The two causes of long-sightedness (or hypermetropia) are as follows:
1. The low converging power of the eye lens (because of its large focal length), which causes the formation of the images of objects behind the retina, or
2. The eye ball is too short, which causes light to focus beyond the retina, instead of directly on the retina.
(i) The ray diagram showing the eye-defect long-sightedness.
(ii) The ray diagram showing the correction of long-sightedness by using a lens.
(b) An eye has a near point distance of 0.75 m (or, 75cm), which means it is a hypermetropic eye because a hypermetropic eye has a near point more than 0.25 m (or, 25cm).
To correct the defect of hypermetropia, spectacles containing convex lenses should be used.
In order to find the power of the convex lens required, first, we have to calculate its focal length.
Given:
The near point of the hypermetropic person is 0.75 m (the person can see objects placed at the normal near point of 0.25 m in front of the eye if the images of the objects are formed at the person's own near point of 0.75 m from the eye).
Object distance, $u$ = $−$0.25 m (the distance of the object at the normal near point)
Image distance, $v$ = $−$0.75 m (the near point of the defective eye in front of the lens)

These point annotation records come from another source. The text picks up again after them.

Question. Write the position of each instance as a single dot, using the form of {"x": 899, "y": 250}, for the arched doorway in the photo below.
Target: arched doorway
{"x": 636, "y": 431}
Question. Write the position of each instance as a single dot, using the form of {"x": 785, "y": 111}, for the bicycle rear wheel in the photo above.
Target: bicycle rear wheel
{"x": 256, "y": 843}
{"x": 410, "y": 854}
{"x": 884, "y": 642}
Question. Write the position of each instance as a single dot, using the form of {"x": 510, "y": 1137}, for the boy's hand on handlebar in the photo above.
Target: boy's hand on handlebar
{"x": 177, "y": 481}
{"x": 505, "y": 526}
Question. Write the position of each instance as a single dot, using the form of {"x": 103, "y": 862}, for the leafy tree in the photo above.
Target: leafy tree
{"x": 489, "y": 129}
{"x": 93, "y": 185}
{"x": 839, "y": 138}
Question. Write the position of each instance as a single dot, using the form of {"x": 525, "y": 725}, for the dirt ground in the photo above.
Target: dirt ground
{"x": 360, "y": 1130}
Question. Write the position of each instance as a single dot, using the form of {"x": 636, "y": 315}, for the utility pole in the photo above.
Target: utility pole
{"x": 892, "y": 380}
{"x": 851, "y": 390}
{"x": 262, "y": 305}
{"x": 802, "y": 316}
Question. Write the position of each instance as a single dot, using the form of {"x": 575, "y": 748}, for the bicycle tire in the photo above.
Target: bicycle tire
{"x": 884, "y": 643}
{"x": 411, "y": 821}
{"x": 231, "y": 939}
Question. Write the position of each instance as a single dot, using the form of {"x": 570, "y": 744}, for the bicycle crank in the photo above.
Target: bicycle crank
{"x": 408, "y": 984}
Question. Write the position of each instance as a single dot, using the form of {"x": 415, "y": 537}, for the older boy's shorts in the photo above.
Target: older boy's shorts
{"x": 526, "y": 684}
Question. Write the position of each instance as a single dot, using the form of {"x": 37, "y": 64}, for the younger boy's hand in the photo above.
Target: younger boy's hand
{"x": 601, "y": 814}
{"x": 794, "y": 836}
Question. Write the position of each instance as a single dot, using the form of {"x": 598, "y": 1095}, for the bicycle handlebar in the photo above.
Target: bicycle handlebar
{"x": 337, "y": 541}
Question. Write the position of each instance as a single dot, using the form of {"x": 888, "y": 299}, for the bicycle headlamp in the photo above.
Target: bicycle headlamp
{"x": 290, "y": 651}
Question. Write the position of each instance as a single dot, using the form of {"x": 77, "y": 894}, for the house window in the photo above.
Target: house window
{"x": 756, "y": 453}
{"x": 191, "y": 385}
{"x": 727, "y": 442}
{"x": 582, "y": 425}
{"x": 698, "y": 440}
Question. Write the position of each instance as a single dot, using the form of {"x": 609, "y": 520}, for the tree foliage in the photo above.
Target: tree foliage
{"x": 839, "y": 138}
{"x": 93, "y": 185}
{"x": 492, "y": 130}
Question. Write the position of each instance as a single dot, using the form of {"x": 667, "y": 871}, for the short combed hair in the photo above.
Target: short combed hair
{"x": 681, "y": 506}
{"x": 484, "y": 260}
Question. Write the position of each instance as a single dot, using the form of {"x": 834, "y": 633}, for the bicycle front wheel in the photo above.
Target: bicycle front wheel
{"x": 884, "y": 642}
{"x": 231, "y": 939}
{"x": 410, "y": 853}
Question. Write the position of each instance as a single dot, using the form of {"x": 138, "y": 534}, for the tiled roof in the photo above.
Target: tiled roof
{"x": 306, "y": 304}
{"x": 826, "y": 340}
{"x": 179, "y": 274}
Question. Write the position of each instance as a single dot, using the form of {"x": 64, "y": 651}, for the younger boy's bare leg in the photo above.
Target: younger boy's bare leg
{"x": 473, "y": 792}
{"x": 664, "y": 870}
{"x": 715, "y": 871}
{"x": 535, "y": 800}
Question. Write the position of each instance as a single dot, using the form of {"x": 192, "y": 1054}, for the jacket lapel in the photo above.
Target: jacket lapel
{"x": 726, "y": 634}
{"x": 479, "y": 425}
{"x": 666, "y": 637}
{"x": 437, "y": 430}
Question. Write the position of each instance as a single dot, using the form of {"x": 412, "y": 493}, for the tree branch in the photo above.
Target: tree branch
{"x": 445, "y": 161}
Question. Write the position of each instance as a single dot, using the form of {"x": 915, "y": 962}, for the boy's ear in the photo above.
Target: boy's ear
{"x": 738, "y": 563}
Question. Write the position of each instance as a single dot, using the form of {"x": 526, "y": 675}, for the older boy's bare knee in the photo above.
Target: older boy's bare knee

To find: Focal length, $f$, and power of the lens, $P$.
Solution:
From the lens formula we know that-
$\frac {1}{v}-\frac {1}{u}=\frac {1}{f}$
Substituting the given values we get-
$\frac {1}{(-0.75)}-\frac {1}{(-0.25)}=\frac {1}{f}$
$-\frac {100}{75}+\frac {100}{25}=\frac {1}{f}$
$-\frac {4}{3}+\frac {4}{1}=\frac {1}{f}$
$\frac {-4+12}{3}=\frac {1}{f}$
$\frac {8}{3}=\frac {1}{f}$
$f=\frac {3}{8}$
$f=+0.375m=+37.5cm$
Thus, the focal length, $f$ is 37.5 cm.
Now,
We know that power of the lens is given as-
$P=\frac {1}{f}$
Putting the value of $f$ we get-
$P=\frac {1}{0.375}$
$P=\frac {1000}{375}$
$P=+2.67D$
Thus, the power of the convex lens required to rectify the defect is +2.67 dioptre.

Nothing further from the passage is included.